Phylogenetic relationships among the trichomycterid catfishes are investigated for the first time using molecular sequence data. Data derived from mitochondrial and nuclear DNA sequences for representatives of 17 genera were analyzed to test previous hypotheses of relationships among trichomycterid subfamilies, the monophyly of the subfamily Stegophilinae, and the monophyly and relationships among the genera of parasitic members of the family. We analyzed 2325 aligned base-pairs from mitochondrial 12S, 16S, ND4 (tRNA(His) tRNA(Ser)), and the nuclear histone H3 gene for representatives of 10 of 12 stegophiline and 3 of 4 vandelliine genera, plus 10 outgroup taxa selected to represent the range of subfamilial diversity. Maximum parsimony and likelihood approaches resolved a monophyletic semiparasitic Stegophilinae as the sister-group of the obligate hematophagous Vandelliinae.

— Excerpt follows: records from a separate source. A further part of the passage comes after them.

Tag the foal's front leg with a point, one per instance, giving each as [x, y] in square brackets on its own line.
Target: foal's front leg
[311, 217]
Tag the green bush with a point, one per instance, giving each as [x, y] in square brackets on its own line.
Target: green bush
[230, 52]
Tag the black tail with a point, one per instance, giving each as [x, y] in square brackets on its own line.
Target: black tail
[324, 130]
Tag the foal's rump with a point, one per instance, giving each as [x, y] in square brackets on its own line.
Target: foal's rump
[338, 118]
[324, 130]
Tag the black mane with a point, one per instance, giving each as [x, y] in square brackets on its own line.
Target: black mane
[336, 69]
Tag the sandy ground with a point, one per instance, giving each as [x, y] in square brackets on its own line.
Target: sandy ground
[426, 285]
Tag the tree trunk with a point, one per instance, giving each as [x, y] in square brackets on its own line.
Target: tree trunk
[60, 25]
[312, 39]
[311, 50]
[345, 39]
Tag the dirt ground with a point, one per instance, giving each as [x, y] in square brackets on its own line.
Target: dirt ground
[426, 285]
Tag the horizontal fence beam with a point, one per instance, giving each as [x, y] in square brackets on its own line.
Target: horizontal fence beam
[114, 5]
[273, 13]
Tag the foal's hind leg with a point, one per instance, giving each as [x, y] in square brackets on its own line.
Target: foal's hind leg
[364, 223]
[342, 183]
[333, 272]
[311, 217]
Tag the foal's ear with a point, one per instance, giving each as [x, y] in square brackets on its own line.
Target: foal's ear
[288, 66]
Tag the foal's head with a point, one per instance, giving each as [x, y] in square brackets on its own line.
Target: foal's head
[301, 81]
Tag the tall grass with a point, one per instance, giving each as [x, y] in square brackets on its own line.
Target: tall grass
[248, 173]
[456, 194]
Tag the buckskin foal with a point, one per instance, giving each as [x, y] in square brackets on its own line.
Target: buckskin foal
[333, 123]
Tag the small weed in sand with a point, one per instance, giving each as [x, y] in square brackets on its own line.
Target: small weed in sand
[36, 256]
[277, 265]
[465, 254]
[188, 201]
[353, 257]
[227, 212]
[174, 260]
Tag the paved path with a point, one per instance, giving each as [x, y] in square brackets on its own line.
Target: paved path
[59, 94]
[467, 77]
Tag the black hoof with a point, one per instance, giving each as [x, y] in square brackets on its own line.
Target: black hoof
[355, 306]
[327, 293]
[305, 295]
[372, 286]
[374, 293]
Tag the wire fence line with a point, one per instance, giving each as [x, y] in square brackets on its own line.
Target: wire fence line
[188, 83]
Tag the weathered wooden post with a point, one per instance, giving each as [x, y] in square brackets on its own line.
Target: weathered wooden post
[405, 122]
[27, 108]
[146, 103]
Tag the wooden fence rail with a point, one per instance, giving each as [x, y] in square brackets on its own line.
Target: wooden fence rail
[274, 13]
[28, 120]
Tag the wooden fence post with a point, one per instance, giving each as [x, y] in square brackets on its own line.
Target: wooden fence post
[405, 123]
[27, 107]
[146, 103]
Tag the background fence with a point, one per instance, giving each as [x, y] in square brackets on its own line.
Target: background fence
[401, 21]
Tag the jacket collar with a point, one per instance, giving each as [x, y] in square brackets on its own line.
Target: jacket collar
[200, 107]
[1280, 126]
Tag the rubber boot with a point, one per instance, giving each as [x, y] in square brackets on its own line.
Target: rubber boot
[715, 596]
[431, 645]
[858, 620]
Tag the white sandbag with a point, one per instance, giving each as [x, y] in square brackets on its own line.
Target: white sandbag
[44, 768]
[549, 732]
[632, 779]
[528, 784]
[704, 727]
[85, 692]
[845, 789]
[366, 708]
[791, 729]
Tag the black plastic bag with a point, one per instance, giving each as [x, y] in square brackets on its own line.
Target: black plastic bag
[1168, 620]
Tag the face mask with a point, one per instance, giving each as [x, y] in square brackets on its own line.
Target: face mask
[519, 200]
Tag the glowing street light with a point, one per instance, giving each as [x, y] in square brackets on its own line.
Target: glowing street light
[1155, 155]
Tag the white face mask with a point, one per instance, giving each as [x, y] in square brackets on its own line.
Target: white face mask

At the level of subfamilies, the pattern of relationships of the parasitic members among the remainder of the family is fully congruent with the most recent hypothesis of relationships for trichomycterids based exclusively on morphological data. Within stegophilines, our results differ from multiple previous morphological studies in recovery of (1) Haemomaster and Ochmacanthus as sister-taxa, (2) the morphologically plesiomorphic Pareidon microps nested within a relatively distal part of the tree topology, (3) Apomatoceros as sister to Henonemus, rather than to the morphologically similar Megalocentor. These result indicate that parasitism arose once and was unreversed within the Trichomycteridae. Survey of diet and feeding morphology among trichomycterids suggests that the semiparasitic lifestyle of the members of the Stegophilinae was retained in the enigmatic Pareiodon microps, despite reversal to the generalized trichomycterid condition of the associated morphological specializations found in all other stegophilines. These results further support the reconstruction of semiparasitism, rather than blood feeding, for the shared common ancestor of the parasitic Trichomycteridae.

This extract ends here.